2012-12-13 09:38:54,714 INFO org.apache.hadoop.metrics2.impl.MetricsSourceAdapter: MBean for source jvm registered.
2012-12-13 09:38:54,720 INFO org.apache.hadoop.metrics2.impl.MetricsSourceAdapter: MBean for source NameNode registered.
2012-12-13 09:38:54,804 INFO org.apache.hadoop.hdfs.util.GSet: VM type = 64-bit
2012-12-13 09:38:54,810 INFO org.apache.hadoop.hdfs.util.GSet: 2% max memory = 2.475 MB
2012-12-13 09:38:54,810 INFO org.apache.hadoop.hdfs.util.GSet: capacity = 2^18 = 262144 entries
2012-12-13 09:38:54,810 INFO org.apache.hadoop.hdfs.util.GSet: recommended=262144, actual=262144
2012-12-13 09:38:54,890 INFO org.apache.hadoop.hdfs.server.namenode.FSNamesystem: fsOwner=hdfs
2012-12-13 09:38:54,895 INFO org.apache.hadoop.hdfs.server.namenode.FSNamesystem: supergroup=supergroup
2012-12-13 09:38:54,895 INFO org.apache.hadoop.hdfs.server.namenode.FSNamesystem: isPermissionEnabled=true
2012-12-13 09:38:54,915 INFO org.apache.hadoop.hdfs.server.namenode.FSNamesystem: dfs.block.invalidate.limit=100
2012-12-13 09:38:54,915 INFO org.apache.hadoop.hdfs.server.namenode.FSNamesystem: isAccessTokenEnabled=false accessKeyUpdateInterval=0 min(s), accessTokenLifetime=0 min(s)
2012-12-13 09:38:55,429 INFO org.apache.hadoop.hdfs.server.namenode.FSNamesystem: Registered FSNamesystemStateMBean and NameNodeMXBean
2012-12-13 09:38:55,465 INFO org.apache.hadoop.hdfs.server.namenode.NameNode: Caching file names occuring more than 10 times
2012-12-13 09:38:55,471 INFO org.apache.hadoop.hdfs.server.common.Storage: Cannot access storage directory /hadoop/name
2012-12-13 09:38:55,474 ERROR org.apache.hadoop.hdfs.server.namenode.FSNamesystem: FSNamesystem initialization failed.
org.apache.hadoop.hdfs.server.common.InconsistentFSStateException: Directory /hadoop/name is in an inconsistent state: storage directory does not exist or is not accessible.
at org.apache.hadoop.hdfs.server.namenode.FSImage.recoverTransitionRead(FSImage.java:303)
at org.apache.hadoop.hdfs.server.namenode.FSDirectory.loadFSImage(FSDirectory.java:100)
at org.apache.hadoop.hdfs.server.namenode.FSNamesystem.initialize(FSNamesystem.java:411)
at org.apache.hadoop.hdfs.server.namenode.FSNamesystem.<init>(FSNamesystem.java:379)
at org.apache.hadoop.hdfs.server.namenode.NameNode.initialize(NameNode.java:277)
at org.apache.hadoop.hdfs.server.namenode.NameNode.<init>(NameNode.java:529)
at org.apache.hadoop.hdfs.server.namenode.NameNode.createNameNode(NameNode.java:1403)
at org.apache.hadoop.hdfs.server.namenode.NameNode.main(NameNode.java:1412)
2012-12-13 09:38:55,476 ERROR org.apache.hadoop.hdfs.server.namenode.NameNode: org.apache.hadoop.hdfs.server.common.InconsistentFSStateException: Directory /hadoop/name is in an inconsistent state: storage directory does not exist or is not accessible.
at org.apache.hadoop.hdfs.server.namenode.FSImage.recoverTransitionRead(FSImage.java:303)
at org.apache.hadoop.hdfs.server.namenode.FSDirectory.loadFSImage(FSDirectory.java:100)

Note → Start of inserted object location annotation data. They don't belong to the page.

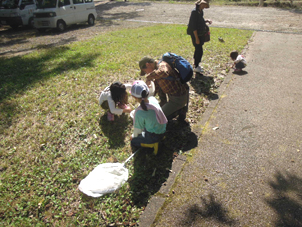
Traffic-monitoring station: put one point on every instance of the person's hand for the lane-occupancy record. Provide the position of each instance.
(127, 109)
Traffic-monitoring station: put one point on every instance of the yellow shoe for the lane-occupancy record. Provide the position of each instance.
(151, 145)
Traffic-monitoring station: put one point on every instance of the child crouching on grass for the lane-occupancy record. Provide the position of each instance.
(114, 99)
(239, 61)
(149, 121)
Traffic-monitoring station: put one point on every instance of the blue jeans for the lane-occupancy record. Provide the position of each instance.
(147, 138)
(198, 53)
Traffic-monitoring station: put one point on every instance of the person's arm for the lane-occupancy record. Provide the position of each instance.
(112, 107)
(197, 41)
(159, 73)
(136, 132)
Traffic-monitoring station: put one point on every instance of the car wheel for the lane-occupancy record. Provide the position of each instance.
(91, 20)
(61, 26)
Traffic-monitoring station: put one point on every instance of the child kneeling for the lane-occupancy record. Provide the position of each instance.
(114, 99)
(149, 121)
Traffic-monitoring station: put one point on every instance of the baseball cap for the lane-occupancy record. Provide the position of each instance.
(142, 63)
(138, 87)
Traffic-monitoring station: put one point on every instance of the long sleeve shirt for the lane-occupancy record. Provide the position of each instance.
(170, 87)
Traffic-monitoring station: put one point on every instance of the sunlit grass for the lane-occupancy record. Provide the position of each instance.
(53, 133)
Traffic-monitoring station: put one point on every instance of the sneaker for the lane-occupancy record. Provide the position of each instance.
(198, 69)
(110, 116)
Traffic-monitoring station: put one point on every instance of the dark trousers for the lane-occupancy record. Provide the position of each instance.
(198, 50)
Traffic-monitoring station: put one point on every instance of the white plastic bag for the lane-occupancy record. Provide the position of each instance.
(105, 178)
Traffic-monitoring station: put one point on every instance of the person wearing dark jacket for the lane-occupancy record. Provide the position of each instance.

Change the permissions of the directory, which you have specified as the value of the "dfs.name.dir" property in your hdfs-site.xml file, to 755 and also change the user of this directory to the current user.BTW, Were you able to do a successful format?

Related

how to check when did cassandra got shut down or started/re-started from logs?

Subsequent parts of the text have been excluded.